How Sentis runs a model
Sentis performs optimized tensor operations by scheduling the work across multiple threaded jobs on the central processing unit (CPU) or scheduling the task in parallel on the graphics processing unit (GPU) using pixel and compute shaders.
When the worker schedules a model, it steps through each layer of the model. It schedules the layer operation on the input tensors to calculate one or more output tensors.
The BackendType
you choose determines how and when the worker performs each operation.
The following tables defines the types of backend available:
BackendType |
Runs on | Description |
---|---|---|
CPU |
CPU, using Burst | Sentis creates, sets up, and schedules a Burst job for the operation. If the input tensors are output from other jobs, the worker creates a job dependency to ensure correct inference without blocking. |
GPUCompute |
GPU, using Sentis compute shaders with command buffers | Sentis creates, sets up, and adds a compute shader the command buffer. Sentis executes the command buffer to perform the operations. |
GPUPixel |
GPU, using Sentis pixel shaders | Sentis creates, sets up, and executes a pixel shader by blitting. |
Tensor outputs
The tensor values might not be fully calculated when the tensor object is returned, as there might still be scheduled work pending. This allows you to schedule further tensor operations without waiting for or interrupting scheduled operations.
To complete the execution of the work on the backend, move the tensor data to the CPU.
Call ReadbackAndClone
to get a CPU copy of the tensor. This is a blocking call that waits synchronously for both the execution to complete and the data to be read back from the backend. Note that this process can be slow, especially when reading back from the GPU.
To avoid blocking calls on the main thread, use one of the following:
ReadbackAndCloneAsync
for anAwaitable
version of this method.ReadbackRequest
to trigger an async download. WhenIsReadbackRequestDone
return true,ReadbackAndClone
is immediate.
To move the tensor data to the CPU with a non-blocking, non-destructive download, use one of the following:
ReadbackRequest
on your tensor.ReadbackAndCloneAsync
on your tensor.DownloadToNativeArray
orDownloadToArray
.Download
on thedataOnBackend
of your tensor.
CPU fallback
Sentis doesn't support every operator on every backend type. For more information, refer to Supported ONNX operators.
If Sentis supports an operator on the CPU but not the GPU, Sentis might automatically fall back to running on the CPU. This requires Sentis to sync with the GPU and read back the input tensors to the CPU. If a GPU operation uses the output tensor, Sentis completes the operation and uploads the tensor to the GPU.
If a model has many layers that use CPU fallback, Sentis might spend significant time to upload and read back from the CPU. This can impact the performance of your model.

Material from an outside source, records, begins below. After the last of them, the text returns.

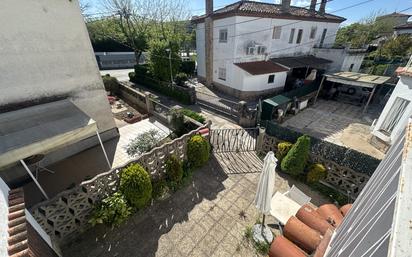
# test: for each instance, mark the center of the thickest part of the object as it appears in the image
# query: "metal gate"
(234, 140)
(220, 105)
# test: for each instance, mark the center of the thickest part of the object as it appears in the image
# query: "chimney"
(285, 6)
(209, 43)
(322, 7)
(313, 6)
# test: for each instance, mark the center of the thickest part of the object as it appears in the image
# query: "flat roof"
(40, 129)
(357, 79)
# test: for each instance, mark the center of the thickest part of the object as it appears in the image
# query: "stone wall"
(339, 177)
(66, 215)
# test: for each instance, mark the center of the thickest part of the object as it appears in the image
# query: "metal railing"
(234, 140)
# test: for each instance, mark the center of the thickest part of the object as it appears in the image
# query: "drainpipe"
(322, 7)
(209, 42)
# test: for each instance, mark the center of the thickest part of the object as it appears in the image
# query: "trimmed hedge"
(143, 77)
(343, 156)
(136, 185)
(295, 161)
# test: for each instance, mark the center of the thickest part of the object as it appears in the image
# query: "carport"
(28, 133)
(362, 80)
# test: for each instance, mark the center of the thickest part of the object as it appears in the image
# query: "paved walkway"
(207, 218)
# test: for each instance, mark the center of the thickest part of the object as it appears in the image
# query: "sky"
(352, 14)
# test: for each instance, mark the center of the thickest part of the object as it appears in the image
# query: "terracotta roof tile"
(261, 67)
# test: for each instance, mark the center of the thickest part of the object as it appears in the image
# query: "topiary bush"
(283, 149)
(316, 172)
(136, 185)
(295, 161)
(174, 172)
(198, 151)
(113, 211)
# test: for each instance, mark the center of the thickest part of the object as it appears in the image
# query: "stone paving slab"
(207, 218)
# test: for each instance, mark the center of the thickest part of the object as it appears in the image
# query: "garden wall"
(66, 215)
(348, 170)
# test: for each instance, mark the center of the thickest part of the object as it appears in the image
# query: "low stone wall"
(342, 178)
(66, 215)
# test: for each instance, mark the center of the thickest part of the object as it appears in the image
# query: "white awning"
(40, 129)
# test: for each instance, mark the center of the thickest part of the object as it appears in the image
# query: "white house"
(397, 110)
(248, 34)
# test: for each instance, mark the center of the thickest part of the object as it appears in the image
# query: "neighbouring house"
(249, 49)
(397, 110)
(53, 103)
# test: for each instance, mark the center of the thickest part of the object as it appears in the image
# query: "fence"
(234, 140)
(66, 215)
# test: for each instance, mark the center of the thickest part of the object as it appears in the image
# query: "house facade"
(53, 96)
(398, 109)
(250, 32)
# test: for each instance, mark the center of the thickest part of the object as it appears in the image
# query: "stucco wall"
(46, 53)
(404, 90)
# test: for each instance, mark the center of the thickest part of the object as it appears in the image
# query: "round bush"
(295, 161)
(136, 186)
(174, 171)
(283, 149)
(198, 151)
(316, 172)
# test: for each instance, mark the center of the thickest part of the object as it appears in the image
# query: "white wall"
(46, 52)
(404, 90)
(4, 220)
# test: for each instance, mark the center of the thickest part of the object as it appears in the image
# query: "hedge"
(142, 76)
(343, 156)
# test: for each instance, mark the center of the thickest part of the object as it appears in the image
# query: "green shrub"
(316, 172)
(198, 151)
(174, 172)
(295, 161)
(180, 79)
(113, 211)
(194, 115)
(110, 84)
(283, 149)
(136, 186)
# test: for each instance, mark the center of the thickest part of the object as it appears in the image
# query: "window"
(394, 115)
(322, 40)
(222, 73)
(299, 38)
(292, 35)
(277, 31)
(313, 32)
(223, 36)
(261, 49)
(271, 79)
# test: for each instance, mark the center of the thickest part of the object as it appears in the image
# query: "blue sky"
(352, 14)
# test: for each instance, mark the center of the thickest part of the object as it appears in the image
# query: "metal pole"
(369, 100)
(320, 87)
(34, 179)
(104, 151)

To reduce CPU fallback, build the model so that Sentis runs effectively on your chosen backend type or use the CPU backend.

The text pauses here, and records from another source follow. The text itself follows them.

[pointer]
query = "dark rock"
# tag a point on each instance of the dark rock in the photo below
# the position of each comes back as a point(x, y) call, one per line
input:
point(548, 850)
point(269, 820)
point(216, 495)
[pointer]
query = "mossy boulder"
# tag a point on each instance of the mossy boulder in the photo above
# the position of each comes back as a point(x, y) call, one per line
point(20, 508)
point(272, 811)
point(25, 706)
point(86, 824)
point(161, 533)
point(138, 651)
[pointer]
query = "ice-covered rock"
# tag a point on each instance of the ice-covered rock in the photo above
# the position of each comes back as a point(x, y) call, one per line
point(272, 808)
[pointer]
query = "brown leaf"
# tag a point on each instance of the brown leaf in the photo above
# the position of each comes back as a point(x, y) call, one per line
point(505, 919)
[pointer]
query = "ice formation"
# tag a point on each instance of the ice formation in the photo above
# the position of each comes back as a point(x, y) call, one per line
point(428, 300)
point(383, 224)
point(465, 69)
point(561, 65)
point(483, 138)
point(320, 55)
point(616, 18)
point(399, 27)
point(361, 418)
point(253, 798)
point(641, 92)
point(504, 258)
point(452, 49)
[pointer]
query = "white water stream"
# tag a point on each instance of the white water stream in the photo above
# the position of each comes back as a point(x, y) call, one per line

For some operations, Sentis needs to read the data contents of a tensor in the main thread so it can schedule the operation. For example, the shape
input tensor for an Expand
or the axes
input for a Reduce
. These tensors might be the result of other operations. Sentis optimizes the model during input to determine which tensors need to be calculated on the CPU, irrespective of the model's backend type.